Arms company that sold missiles to Gaddafi is a 'role model' for post-Brexit trade, Fallon says

"An arms company that sold missiles to the Gaddafi regime in Libya is a “role model” for the sort of business Britain will be engaged in after Brexit, the Defence Secretary has said."

"Sir Michael Fallon said MBDA is “strengthening the reputation of this country”

"The firm also makes the Brimstone and Storm Shadow missiles and sells them to the Saudi Arabian air force, which is bombing civilians in Yemen."
th
 
In The Cairo Review Beware the Ghosts Yemen’s Starved Children
Arresting headline.
it says:

This is because virtually the entire country may be plunged into famine if the port of Hodeida in the north is attacked by the Saudi Arabian-led war machine that is supported by Arab allies, the United States, UK, and others in the world who are eager to offer mercenary troops-for-pay.

which seems imminent:

The Saudi-led coalition in Yemen is setting conditions to launch a major offensive in Yemen after the month of Ramadan, which begins in late May. The offensive aims to seize al Hudaydah port on Yemen’s Red Sea coast from the al Houthi-Saleh faction. Yemen’s internationally recognized government requested the recall of the UN Resident Coordinator for Humanitarian Affairs in Yemen, who opposes the offensive. The al Hudaydah operation will worsen conditions for a population that already faces a severe humanitarian crisis.

from here Threat Update
 

...
Enter the “Janjaweed”
An assault would probably happen before the holy month of Ramadan, due at the end of May, and would likely include Sudan’s Rapid Support Forces – better known as the “Janjaweed” militia.

The RSF are “shock troops”, with a long history of abuse against civilians, drawing complaints from even Sudan’s regular army. Several thousand have reportedly been sent to Yemen, according to a new Small Arms Survey report.

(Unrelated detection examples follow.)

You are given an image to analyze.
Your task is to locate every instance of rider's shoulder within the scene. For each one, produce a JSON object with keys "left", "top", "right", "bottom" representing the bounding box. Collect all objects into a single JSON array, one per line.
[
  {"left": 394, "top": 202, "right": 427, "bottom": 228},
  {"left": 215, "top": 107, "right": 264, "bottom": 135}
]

The Darfur-recruited militia are directly answerable to President Omar al-Bashir and the intelligence service. “What we don’t know is how much control will be extended over the RSF [by the military commanders of coalition forces],” said Magnus Taylor of the International Crisis Group.

Saudi Arabia and the United Arab Emirates are believed to have provided Sudan with $2.2 billion in aid since 2015, as part of a political deal to “keep Khartoum afloat and in the coalition of Sunni states opposed to Iran”, said Taylor.

Although regular Sudanese troops are fighting and dying in Yemen, the RSF’s deployment is seen as a reward for the loyalty of their commander, Mohammed Hamdan ‘Hemmeti’, to al-Bashir. But that could turn sour if they become cannon fodder for the attack on Hodeida.
...
What you might call an appropriate CV.